Almost unbelievably, the President persists in claiming that everything will be fine and that he and his administration are doing a great job. The self-congratulation continues in the face of sustained criticism, not only from the Democrats, but from independent healthcare professionals across the country. One particular shortage illustrates the point. Ventilators, which are required to save lives, and which are in desperately short supply, not only in the United States, but around the world, are a very complicated piece of equipment. At a cost of about $50,000 each, comprising some 1,750 individual parts, in many cases obtained from several countries, they cannot be produced overnight, even by existing manufacturers. Nevertheless, Trump constantly attacks Governors Andrew Cuomo, Jay Inslee and Gretchen Whitmer (surely by coincidence, all Democrats) for complaining about the federal government’s inability to supply ventilators. Absurdly, since the pandemic is national, he has basically told the Governors to fend for themselves, thereby pitting one state against another. His statement, “The federal government is not a shipping clerk” demonstrates how little he really cares.

The Best of Times

In the face of this pandemic, in spite of the enormous difficulties faced by the healthcare system, notwithstanding the incalculable damage to the economic system and, perhaps most importantly, the pain, grief and suffering which all Americans are living with, the best of humanity also shines through.

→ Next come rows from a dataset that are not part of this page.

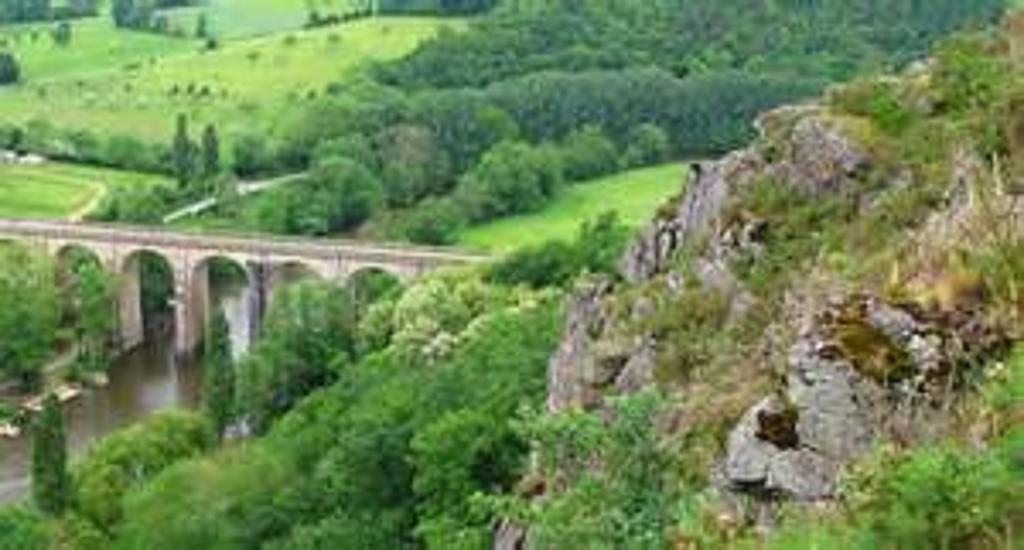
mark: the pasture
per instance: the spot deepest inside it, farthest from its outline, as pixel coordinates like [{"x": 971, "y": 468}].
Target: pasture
[
  {"x": 635, "y": 196},
  {"x": 242, "y": 18},
  {"x": 60, "y": 191},
  {"x": 243, "y": 85}
]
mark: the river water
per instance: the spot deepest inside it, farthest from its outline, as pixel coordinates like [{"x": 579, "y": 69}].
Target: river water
[{"x": 146, "y": 380}]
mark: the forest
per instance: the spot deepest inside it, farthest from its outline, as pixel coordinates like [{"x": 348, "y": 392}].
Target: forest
[{"x": 818, "y": 342}]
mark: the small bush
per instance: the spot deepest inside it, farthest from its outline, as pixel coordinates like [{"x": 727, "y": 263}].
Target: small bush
[{"x": 942, "y": 497}]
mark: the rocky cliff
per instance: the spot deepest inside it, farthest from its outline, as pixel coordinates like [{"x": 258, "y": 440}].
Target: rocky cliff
[{"x": 856, "y": 365}]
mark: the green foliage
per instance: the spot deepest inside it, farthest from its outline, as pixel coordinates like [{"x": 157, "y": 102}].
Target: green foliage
[
  {"x": 210, "y": 153},
  {"x": 611, "y": 489},
  {"x": 647, "y": 144},
  {"x": 943, "y": 496},
  {"x": 368, "y": 461},
  {"x": 435, "y": 221},
  {"x": 10, "y": 71},
  {"x": 130, "y": 458},
  {"x": 224, "y": 502},
  {"x": 596, "y": 249},
  {"x": 587, "y": 154},
  {"x": 51, "y": 489},
  {"x": 29, "y": 313},
  {"x": 22, "y": 529},
  {"x": 310, "y": 329},
  {"x": 183, "y": 153},
  {"x": 92, "y": 297},
  {"x": 511, "y": 178},
  {"x": 218, "y": 372},
  {"x": 967, "y": 77},
  {"x": 691, "y": 328}
]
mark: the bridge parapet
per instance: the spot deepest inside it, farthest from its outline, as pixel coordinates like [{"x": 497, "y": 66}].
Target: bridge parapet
[{"x": 187, "y": 255}]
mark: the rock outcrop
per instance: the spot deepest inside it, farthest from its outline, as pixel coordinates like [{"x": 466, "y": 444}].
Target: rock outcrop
[{"x": 861, "y": 371}]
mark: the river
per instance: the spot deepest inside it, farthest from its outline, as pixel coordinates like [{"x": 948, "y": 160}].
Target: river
[{"x": 146, "y": 380}]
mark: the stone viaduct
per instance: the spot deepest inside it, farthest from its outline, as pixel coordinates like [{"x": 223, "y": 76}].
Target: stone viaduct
[{"x": 265, "y": 260}]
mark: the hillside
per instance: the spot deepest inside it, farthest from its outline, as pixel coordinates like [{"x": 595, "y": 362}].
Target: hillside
[{"x": 812, "y": 339}]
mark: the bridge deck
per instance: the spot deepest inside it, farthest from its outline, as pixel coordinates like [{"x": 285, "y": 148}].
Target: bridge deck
[{"x": 220, "y": 242}]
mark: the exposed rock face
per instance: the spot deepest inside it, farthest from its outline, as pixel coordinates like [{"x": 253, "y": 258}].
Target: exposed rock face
[
  {"x": 798, "y": 146},
  {"x": 595, "y": 353},
  {"x": 839, "y": 407}
]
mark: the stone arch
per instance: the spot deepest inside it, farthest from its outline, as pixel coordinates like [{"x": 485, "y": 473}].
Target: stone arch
[
  {"x": 367, "y": 284},
  {"x": 67, "y": 258},
  {"x": 220, "y": 281},
  {"x": 137, "y": 271}
]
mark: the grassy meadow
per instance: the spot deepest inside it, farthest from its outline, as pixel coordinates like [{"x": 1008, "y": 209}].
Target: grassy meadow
[
  {"x": 635, "y": 196},
  {"x": 241, "y": 18},
  {"x": 113, "y": 81},
  {"x": 60, "y": 191}
]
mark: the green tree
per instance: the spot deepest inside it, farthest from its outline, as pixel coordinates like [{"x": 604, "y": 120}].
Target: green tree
[
  {"x": 62, "y": 34},
  {"x": 587, "y": 154},
  {"x": 29, "y": 313},
  {"x": 129, "y": 458},
  {"x": 218, "y": 368},
  {"x": 182, "y": 152},
  {"x": 647, "y": 144},
  {"x": 51, "y": 488},
  {"x": 93, "y": 295},
  {"x": 22, "y": 529},
  {"x": 612, "y": 474},
  {"x": 513, "y": 177},
  {"x": 210, "y": 153},
  {"x": 10, "y": 71},
  {"x": 202, "y": 27}
]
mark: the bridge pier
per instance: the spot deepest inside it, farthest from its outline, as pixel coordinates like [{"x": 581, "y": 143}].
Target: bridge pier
[
  {"x": 131, "y": 329},
  {"x": 266, "y": 260}
]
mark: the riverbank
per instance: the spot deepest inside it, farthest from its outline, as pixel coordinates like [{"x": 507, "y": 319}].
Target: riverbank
[{"x": 141, "y": 382}]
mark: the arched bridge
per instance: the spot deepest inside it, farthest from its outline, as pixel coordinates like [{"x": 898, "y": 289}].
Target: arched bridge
[{"x": 264, "y": 259}]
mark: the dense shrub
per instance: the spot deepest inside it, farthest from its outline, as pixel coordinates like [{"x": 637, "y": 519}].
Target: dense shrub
[
  {"x": 512, "y": 178},
  {"x": 10, "y": 72},
  {"x": 130, "y": 458}
]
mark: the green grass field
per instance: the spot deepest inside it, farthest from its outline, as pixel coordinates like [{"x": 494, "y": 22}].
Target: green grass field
[
  {"x": 96, "y": 44},
  {"x": 635, "y": 196},
  {"x": 245, "y": 85},
  {"x": 239, "y": 18},
  {"x": 59, "y": 191}
]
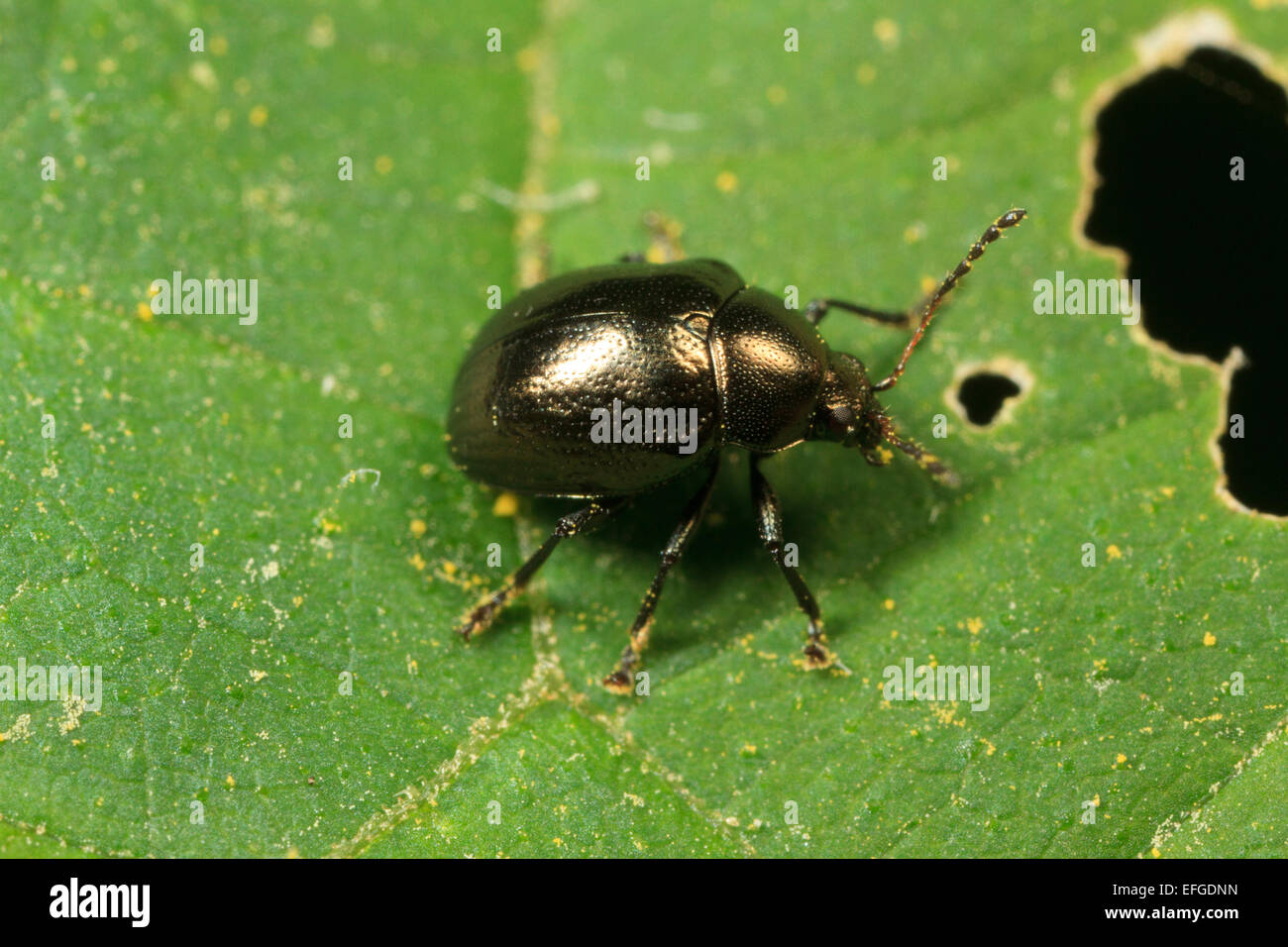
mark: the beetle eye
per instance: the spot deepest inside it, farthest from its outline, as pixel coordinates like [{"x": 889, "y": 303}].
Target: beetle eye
[{"x": 841, "y": 419}]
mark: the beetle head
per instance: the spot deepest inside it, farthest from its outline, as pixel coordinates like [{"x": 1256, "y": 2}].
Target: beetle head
[{"x": 849, "y": 414}]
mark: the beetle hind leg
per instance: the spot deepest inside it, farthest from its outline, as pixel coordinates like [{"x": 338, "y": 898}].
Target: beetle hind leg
[
  {"x": 769, "y": 522},
  {"x": 580, "y": 521},
  {"x": 622, "y": 680}
]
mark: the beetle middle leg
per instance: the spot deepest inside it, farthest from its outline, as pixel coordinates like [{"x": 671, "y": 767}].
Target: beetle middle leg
[
  {"x": 769, "y": 522},
  {"x": 621, "y": 680},
  {"x": 580, "y": 521}
]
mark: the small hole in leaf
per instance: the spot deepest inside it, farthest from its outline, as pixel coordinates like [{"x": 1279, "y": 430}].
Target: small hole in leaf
[
  {"x": 1192, "y": 161},
  {"x": 983, "y": 394}
]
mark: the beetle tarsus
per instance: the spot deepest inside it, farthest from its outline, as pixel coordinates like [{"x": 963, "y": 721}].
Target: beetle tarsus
[{"x": 618, "y": 684}]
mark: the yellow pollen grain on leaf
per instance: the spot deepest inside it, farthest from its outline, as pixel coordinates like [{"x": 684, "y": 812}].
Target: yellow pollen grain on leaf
[{"x": 528, "y": 58}]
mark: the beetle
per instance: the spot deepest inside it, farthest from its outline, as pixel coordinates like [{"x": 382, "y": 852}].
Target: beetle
[{"x": 691, "y": 337}]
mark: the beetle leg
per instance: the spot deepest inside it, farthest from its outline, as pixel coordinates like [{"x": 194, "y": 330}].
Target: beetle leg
[
  {"x": 622, "y": 680},
  {"x": 584, "y": 519},
  {"x": 816, "y": 308},
  {"x": 769, "y": 521}
]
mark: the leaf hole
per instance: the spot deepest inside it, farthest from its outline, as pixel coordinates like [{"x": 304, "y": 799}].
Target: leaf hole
[
  {"x": 986, "y": 393},
  {"x": 1192, "y": 185}
]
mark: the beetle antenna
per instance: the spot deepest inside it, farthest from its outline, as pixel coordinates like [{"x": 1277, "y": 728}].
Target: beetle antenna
[
  {"x": 977, "y": 250},
  {"x": 925, "y": 459}
]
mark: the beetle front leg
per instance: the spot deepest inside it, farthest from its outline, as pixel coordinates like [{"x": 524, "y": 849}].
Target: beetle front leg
[
  {"x": 580, "y": 521},
  {"x": 619, "y": 682},
  {"x": 816, "y": 308},
  {"x": 769, "y": 521}
]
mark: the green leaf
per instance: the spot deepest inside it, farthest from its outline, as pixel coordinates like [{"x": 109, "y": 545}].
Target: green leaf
[{"x": 226, "y": 725}]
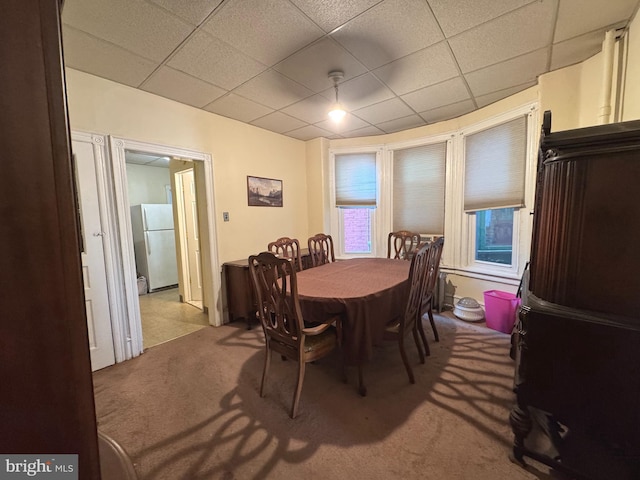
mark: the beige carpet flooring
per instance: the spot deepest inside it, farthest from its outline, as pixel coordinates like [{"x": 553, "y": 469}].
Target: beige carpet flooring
[
  {"x": 165, "y": 318},
  {"x": 190, "y": 409}
]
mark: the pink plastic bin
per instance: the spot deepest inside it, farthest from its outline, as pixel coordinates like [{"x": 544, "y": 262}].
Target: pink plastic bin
[{"x": 501, "y": 309}]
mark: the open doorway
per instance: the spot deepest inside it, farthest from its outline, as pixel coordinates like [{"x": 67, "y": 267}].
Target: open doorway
[{"x": 164, "y": 231}]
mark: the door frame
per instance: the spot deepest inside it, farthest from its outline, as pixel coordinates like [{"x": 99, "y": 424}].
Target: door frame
[{"x": 210, "y": 265}]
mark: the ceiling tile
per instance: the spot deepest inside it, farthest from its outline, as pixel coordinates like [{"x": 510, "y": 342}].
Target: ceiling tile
[
  {"x": 311, "y": 66},
  {"x": 181, "y": 87},
  {"x": 215, "y": 62},
  {"x": 576, "y": 17},
  {"x": 484, "y": 100},
  {"x": 405, "y": 123},
  {"x": 507, "y": 74},
  {"x": 360, "y": 92},
  {"x": 576, "y": 49},
  {"x": 378, "y": 36},
  {"x": 421, "y": 69},
  {"x": 278, "y": 122},
  {"x": 89, "y": 54},
  {"x": 348, "y": 123},
  {"x": 447, "y": 112},
  {"x": 526, "y": 29},
  {"x": 384, "y": 111},
  {"x": 363, "y": 132},
  {"x": 309, "y": 132},
  {"x": 445, "y": 93},
  {"x": 311, "y": 110},
  {"x": 191, "y": 11},
  {"x": 330, "y": 14},
  {"x": 465, "y": 15},
  {"x": 138, "y": 26},
  {"x": 277, "y": 28},
  {"x": 273, "y": 90},
  {"x": 238, "y": 108}
]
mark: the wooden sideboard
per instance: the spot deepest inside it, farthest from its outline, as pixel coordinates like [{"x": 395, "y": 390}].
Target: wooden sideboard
[
  {"x": 241, "y": 301},
  {"x": 577, "y": 378}
]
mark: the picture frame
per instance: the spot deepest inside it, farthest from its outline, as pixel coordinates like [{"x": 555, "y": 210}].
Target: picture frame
[{"x": 264, "y": 192}]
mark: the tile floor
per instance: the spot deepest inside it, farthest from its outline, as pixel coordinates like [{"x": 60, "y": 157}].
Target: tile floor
[{"x": 164, "y": 317}]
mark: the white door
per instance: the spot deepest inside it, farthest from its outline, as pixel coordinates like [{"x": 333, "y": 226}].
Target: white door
[
  {"x": 191, "y": 240},
  {"x": 93, "y": 262}
]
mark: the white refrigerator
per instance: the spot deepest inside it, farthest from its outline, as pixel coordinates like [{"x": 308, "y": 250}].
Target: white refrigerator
[{"x": 155, "y": 244}]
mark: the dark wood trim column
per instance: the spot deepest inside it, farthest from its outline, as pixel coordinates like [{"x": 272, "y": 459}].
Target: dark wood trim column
[{"x": 46, "y": 398}]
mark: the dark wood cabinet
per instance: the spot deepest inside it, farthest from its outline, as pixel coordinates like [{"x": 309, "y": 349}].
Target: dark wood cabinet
[
  {"x": 241, "y": 301},
  {"x": 577, "y": 378}
]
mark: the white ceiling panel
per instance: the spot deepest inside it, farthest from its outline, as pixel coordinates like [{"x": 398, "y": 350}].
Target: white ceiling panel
[
  {"x": 278, "y": 122},
  {"x": 89, "y": 54},
  {"x": 273, "y": 90},
  {"x": 447, "y": 112},
  {"x": 330, "y": 14},
  {"x": 384, "y": 111},
  {"x": 518, "y": 71},
  {"x": 418, "y": 70},
  {"x": 439, "y": 58},
  {"x": 576, "y": 17},
  {"x": 311, "y": 66},
  {"x": 271, "y": 29},
  {"x": 181, "y": 87},
  {"x": 146, "y": 29},
  {"x": 215, "y": 62},
  {"x": 527, "y": 29},
  {"x": 445, "y": 93},
  {"x": 238, "y": 108},
  {"x": 457, "y": 16},
  {"x": 379, "y": 35}
]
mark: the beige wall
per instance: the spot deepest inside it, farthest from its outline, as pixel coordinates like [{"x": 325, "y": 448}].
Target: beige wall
[
  {"x": 147, "y": 184},
  {"x": 101, "y": 106}
]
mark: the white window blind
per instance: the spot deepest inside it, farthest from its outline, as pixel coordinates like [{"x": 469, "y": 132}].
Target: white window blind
[
  {"x": 495, "y": 166},
  {"x": 418, "y": 188},
  {"x": 355, "y": 178}
]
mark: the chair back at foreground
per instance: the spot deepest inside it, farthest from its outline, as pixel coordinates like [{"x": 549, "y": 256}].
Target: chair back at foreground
[
  {"x": 286, "y": 247},
  {"x": 321, "y": 249},
  {"x": 431, "y": 278},
  {"x": 275, "y": 286},
  {"x": 401, "y": 244},
  {"x": 400, "y": 328}
]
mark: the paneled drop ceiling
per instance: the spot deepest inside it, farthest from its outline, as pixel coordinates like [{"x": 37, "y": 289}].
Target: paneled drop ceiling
[{"x": 406, "y": 63}]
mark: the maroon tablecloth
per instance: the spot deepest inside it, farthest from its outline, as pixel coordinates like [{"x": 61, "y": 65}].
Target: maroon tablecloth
[{"x": 367, "y": 292}]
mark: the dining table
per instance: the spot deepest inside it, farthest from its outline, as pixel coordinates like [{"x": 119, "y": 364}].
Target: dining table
[{"x": 367, "y": 293}]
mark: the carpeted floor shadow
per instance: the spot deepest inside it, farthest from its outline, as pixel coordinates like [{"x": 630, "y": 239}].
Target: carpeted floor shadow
[{"x": 190, "y": 409}]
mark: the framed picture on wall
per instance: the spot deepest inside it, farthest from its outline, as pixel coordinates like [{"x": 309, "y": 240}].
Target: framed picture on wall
[{"x": 264, "y": 192}]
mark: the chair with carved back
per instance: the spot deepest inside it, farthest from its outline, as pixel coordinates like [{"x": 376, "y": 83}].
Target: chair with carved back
[
  {"x": 431, "y": 278},
  {"x": 321, "y": 249},
  {"x": 401, "y": 244},
  {"x": 286, "y": 247},
  {"x": 275, "y": 285},
  {"x": 400, "y": 328}
]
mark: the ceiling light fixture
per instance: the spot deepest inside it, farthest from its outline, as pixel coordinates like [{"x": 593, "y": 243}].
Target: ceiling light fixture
[{"x": 337, "y": 111}]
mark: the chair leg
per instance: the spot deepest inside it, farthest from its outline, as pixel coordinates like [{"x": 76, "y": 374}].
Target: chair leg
[
  {"x": 420, "y": 328},
  {"x": 361, "y": 388},
  {"x": 296, "y": 393},
  {"x": 418, "y": 346},
  {"x": 403, "y": 354},
  {"x": 265, "y": 370}
]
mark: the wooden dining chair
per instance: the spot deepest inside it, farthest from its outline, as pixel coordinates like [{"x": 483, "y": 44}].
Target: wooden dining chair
[
  {"x": 321, "y": 249},
  {"x": 399, "y": 329},
  {"x": 276, "y": 288},
  {"x": 286, "y": 247},
  {"x": 401, "y": 244},
  {"x": 431, "y": 277}
]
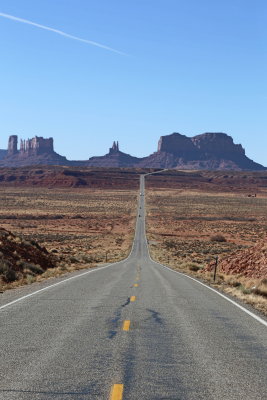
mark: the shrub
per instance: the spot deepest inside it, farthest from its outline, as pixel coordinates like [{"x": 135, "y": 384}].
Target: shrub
[
  {"x": 34, "y": 268},
  {"x": 218, "y": 238},
  {"x": 8, "y": 274}
]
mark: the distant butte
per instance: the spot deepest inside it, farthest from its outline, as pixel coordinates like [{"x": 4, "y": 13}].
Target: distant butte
[{"x": 208, "y": 151}]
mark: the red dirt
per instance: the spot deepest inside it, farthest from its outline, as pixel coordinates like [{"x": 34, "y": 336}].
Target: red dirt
[{"x": 251, "y": 263}]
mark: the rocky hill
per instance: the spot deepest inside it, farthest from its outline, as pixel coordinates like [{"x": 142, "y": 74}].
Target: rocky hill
[
  {"x": 36, "y": 151},
  {"x": 208, "y": 151},
  {"x": 213, "y": 151},
  {"x": 3, "y": 154},
  {"x": 114, "y": 158}
]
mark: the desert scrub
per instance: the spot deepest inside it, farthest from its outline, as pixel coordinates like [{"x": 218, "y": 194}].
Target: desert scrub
[
  {"x": 7, "y": 272},
  {"x": 218, "y": 238}
]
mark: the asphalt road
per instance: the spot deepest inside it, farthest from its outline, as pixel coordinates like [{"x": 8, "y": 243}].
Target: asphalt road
[{"x": 131, "y": 330}]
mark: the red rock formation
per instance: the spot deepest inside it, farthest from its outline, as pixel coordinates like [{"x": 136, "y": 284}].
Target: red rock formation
[{"x": 33, "y": 151}]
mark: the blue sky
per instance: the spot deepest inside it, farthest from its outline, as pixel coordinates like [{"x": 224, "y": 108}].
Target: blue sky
[{"x": 191, "y": 66}]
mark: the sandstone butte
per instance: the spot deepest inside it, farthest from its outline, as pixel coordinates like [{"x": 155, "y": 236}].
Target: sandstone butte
[{"x": 208, "y": 151}]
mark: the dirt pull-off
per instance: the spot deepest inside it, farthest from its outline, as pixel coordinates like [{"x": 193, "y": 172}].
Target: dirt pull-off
[
  {"x": 20, "y": 258},
  {"x": 251, "y": 262}
]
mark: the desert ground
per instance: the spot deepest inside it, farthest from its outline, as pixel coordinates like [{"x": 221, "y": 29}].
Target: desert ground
[
  {"x": 86, "y": 217},
  {"x": 187, "y": 229},
  {"x": 82, "y": 227}
]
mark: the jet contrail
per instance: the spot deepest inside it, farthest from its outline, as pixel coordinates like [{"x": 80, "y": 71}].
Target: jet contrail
[{"x": 47, "y": 28}]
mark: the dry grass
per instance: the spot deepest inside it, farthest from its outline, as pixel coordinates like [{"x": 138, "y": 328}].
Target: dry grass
[{"x": 188, "y": 229}]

One individual must be mentioned; Dr. Anthony Fauci, the Director of the National Institute of Allergy and Infectious Diseases, has been superb. Daily, calmly and with precision, he provides expert medical guidance, not only to the President and other officials, but also to the nation. He alone, and almost every day, has had the courage to correct the President’s frequent errors or exaggerations.

New York Governor Andrew Cuomo

New York Governor Andrew Cuomo has achieved national recognition for his leadership during the crisis

The efforts of all those working in the healthcare system can only be described as heroic. They must be close to the limits of human endurance, especially as they are working under conditions which in normal circumstances would be intolerable. Not only are they caring for patients who are both extremely ill and exceedingly contagious, but they are doing so without adequate protection. In relative terms, they are far more at risk than the rest of the population and deaths amongst these professionals are rising. In Italy, forty healthcare workers have died. In France, three doctors have already been lost. One hospital president in New York City said of her staff, “They just take their courage in their hands. They put on their garb and show up”. In at least some cases, that “garb” has consisted of wearing plastic garbage bags as gowns.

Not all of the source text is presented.